Occams razor is credited to William of Ockham, a 14th-century Franciscan friar, theologian and philosopher.
In philosophical debate a razor is an abductive rule of thumb or heuristic that infers that unlikely predictions, or explanations, are to be "shaved off" on balance of probability.
It is also referred to as a law of parsimony which is a principle that says that: ‘Entities should not be multiplied without necessity.’ (In Latin, Entia non sunt multiplicanda praeter necessitatem.)
However, it seems that William of Ockham never actually said this in any of his writings!
In plain modern english, Occams razor, or the law of parsimony, means that:
The best explanation is the one that requires you to make the fewest possible assumptions about what's involved.
There are exceptions to every rule:
Albert Einstein
“It can scarcely be denied that the supreme goal of all theory is to make the irreducible basic elements as simple and as few as possible without having to surrender the adequate representation of a single datum of experience.”

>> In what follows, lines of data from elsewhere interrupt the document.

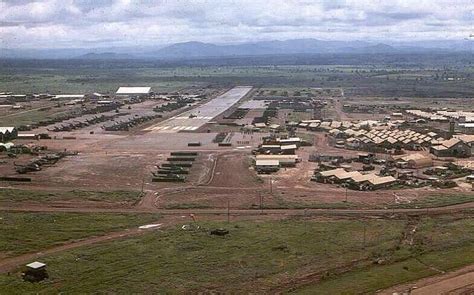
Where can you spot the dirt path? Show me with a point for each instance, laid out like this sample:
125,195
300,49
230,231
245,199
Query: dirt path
9,264
219,211
460,281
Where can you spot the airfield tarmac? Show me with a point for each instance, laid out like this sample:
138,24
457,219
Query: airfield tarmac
193,119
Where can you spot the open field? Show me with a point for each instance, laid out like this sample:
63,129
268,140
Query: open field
21,195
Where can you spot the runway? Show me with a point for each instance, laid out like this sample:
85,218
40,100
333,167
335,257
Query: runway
197,117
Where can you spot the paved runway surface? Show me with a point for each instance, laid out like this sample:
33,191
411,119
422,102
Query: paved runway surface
195,118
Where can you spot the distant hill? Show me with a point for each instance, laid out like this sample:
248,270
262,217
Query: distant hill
296,46
194,49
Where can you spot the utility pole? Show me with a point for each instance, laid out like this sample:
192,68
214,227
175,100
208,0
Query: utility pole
271,185
143,185
365,229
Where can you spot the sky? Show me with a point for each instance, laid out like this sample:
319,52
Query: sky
121,23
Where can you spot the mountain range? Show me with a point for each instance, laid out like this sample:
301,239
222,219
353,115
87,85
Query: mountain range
192,50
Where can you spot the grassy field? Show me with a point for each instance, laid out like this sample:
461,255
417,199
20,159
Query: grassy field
20,195
444,243
255,256
265,256
107,76
30,232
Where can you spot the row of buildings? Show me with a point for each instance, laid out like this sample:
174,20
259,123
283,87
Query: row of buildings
8,133
354,179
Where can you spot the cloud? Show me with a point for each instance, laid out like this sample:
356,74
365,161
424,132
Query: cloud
69,23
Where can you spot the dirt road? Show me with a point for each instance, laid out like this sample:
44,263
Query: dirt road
460,281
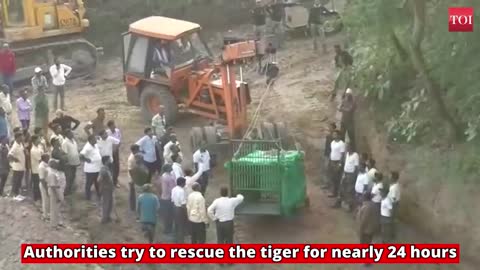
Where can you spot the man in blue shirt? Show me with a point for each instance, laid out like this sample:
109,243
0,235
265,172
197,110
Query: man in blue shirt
3,124
148,148
147,209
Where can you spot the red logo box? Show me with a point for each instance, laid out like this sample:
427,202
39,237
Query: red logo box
460,19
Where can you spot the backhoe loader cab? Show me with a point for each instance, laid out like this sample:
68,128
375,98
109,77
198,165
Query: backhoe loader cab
167,63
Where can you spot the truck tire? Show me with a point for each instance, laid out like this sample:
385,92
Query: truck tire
154,95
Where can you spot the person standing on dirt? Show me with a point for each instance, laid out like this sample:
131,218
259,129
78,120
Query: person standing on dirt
90,154
366,216
277,13
64,121
41,109
55,181
394,195
347,125
107,144
377,193
164,185
315,22
148,144
16,155
95,126
105,183
350,171
39,81
57,134
6,105
59,155
197,215
172,147
259,17
362,184
70,147
335,165
222,211
386,220
326,152
24,109
8,66
201,159
36,153
4,163
59,73
115,132
159,124
177,166
147,209
343,62
131,164
3,124
179,200
191,179
42,174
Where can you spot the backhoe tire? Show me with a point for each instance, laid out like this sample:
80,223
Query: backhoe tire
154,95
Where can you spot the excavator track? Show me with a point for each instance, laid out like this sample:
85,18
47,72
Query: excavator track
73,51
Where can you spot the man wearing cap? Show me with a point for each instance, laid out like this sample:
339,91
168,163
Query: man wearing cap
347,108
64,121
40,102
8,66
59,73
39,80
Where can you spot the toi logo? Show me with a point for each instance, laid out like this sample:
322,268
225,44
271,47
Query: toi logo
460,19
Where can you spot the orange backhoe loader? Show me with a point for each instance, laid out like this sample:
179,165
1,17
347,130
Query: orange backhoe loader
166,62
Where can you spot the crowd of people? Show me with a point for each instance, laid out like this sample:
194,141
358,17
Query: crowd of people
353,178
47,169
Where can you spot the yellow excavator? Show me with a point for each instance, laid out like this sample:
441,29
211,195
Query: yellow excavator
39,31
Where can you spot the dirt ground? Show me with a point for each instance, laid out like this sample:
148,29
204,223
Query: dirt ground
299,98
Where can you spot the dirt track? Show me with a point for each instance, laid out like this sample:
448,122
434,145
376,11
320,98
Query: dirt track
299,98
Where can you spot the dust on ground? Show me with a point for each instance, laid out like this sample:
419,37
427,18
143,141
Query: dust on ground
299,98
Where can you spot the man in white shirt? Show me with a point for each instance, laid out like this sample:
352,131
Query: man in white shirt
337,153
70,147
177,166
16,156
222,211
197,215
350,171
191,179
90,154
386,221
59,72
57,134
361,184
107,144
201,159
6,105
377,193
394,195
172,147
179,200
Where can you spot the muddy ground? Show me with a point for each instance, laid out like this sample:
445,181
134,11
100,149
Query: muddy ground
299,98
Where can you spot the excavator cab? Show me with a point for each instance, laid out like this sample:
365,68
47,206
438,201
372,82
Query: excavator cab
167,63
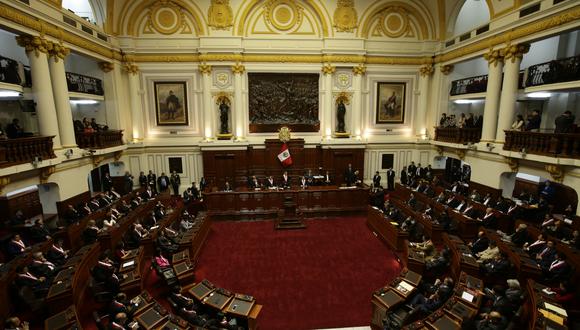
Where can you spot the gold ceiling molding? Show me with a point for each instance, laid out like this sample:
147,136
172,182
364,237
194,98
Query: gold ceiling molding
220,15
345,16
567,16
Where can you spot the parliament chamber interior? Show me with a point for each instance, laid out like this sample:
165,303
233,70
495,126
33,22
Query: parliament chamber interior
289,164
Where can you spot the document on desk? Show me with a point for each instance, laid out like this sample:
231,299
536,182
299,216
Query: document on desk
556,309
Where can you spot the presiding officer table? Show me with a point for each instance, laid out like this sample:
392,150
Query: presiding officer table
314,201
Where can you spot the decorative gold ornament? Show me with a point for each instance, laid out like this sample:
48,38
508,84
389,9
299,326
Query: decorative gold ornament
344,97
283,14
34,44
58,51
131,68
284,134
359,69
220,15
446,69
204,68
4,181
556,172
394,22
514,52
328,68
513,163
345,16
426,70
45,173
494,56
166,17
223,97
106,66
238,68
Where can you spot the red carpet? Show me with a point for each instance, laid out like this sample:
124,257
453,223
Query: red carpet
320,277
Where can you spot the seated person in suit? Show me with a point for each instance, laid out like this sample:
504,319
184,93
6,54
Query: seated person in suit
16,246
490,253
57,254
536,246
479,244
40,267
26,278
91,233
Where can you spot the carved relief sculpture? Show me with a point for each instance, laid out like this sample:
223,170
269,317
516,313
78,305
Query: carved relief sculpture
277,100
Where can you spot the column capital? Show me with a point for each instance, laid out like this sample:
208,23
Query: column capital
494,56
514,52
359,69
34,44
238,68
328,68
58,51
131,68
204,68
106,67
446,69
426,70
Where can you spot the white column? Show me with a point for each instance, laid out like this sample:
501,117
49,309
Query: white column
36,50
328,106
135,100
509,92
490,110
238,124
61,99
356,110
425,72
208,109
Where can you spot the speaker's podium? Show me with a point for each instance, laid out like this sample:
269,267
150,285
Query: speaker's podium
288,218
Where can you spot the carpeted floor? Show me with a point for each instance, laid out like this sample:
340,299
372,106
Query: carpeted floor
320,277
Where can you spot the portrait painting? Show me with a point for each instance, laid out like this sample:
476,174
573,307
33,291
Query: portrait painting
390,103
171,103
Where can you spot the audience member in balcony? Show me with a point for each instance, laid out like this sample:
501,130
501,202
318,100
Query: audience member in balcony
13,130
461,121
564,123
534,120
142,180
518,124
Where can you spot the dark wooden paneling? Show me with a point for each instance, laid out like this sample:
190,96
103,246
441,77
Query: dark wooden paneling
237,165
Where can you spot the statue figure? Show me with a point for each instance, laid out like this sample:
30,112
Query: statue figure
224,109
340,113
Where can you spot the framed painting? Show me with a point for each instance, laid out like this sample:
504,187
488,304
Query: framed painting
171,103
390,103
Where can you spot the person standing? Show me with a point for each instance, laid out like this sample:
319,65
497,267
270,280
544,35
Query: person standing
390,179
128,182
175,182
163,182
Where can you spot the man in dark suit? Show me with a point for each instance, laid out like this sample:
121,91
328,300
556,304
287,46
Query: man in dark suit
349,175
377,179
390,179
163,182
480,244
152,181
175,182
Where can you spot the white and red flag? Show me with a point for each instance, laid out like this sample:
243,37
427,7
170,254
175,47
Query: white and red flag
284,156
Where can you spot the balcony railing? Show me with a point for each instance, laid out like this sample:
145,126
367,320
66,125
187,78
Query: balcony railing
549,144
24,150
469,85
99,140
557,71
457,135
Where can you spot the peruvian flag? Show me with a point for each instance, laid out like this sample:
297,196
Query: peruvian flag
284,156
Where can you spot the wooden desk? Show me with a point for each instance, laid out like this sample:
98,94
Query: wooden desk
388,232
264,204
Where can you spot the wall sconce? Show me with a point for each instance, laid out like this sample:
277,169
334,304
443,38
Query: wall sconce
68,153
36,161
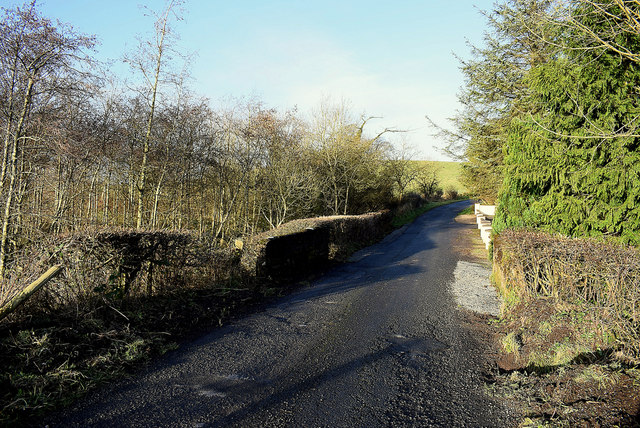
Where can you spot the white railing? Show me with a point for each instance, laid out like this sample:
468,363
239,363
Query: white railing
484,216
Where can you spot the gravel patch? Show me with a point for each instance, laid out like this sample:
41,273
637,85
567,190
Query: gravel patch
473,290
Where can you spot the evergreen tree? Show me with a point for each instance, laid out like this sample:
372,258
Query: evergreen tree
494,90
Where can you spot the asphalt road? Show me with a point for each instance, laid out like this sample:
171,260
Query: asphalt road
376,342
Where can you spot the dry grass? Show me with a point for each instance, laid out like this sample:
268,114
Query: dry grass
601,278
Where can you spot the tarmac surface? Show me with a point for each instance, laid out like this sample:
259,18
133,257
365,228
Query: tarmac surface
375,342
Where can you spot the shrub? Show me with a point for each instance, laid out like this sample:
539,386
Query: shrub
603,276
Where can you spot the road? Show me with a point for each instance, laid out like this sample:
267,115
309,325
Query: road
375,342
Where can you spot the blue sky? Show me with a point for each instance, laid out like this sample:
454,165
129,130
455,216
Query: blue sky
386,58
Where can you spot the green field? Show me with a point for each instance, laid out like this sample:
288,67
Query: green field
448,174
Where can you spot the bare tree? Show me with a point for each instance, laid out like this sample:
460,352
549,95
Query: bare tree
37,60
150,62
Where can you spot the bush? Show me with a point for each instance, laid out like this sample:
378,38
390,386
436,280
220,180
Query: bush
603,276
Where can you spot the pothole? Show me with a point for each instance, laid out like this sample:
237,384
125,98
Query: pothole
416,345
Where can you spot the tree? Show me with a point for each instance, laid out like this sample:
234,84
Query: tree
571,166
38,61
495,90
150,61
348,165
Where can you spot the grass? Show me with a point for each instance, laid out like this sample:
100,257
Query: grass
448,174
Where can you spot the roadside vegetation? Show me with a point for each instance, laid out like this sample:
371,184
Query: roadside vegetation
549,132
147,201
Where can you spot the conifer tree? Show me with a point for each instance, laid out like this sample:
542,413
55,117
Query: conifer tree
572,166
494,90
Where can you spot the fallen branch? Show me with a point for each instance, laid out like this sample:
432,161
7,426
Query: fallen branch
27,292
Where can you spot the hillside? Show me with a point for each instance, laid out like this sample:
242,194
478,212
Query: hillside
448,174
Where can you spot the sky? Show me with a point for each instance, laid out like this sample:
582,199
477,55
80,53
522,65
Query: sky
389,59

“Everything should be made as simple as
possible, but not simpler.”
Stephen Hawking
"We could still imagine that there is a set of laws that determines events completely for some supernatural being, who could observe the present state of the universe without disturbing it. However, such models of the universe are not of much interest to us mortals. It seems better to employ the principle known as Occam’s razor and cut out all the features of the theory that cannot be observed."
Isaac Newton
"We are to admit no more causes of natural things than such as are both true and sufficient to explain their appearances.”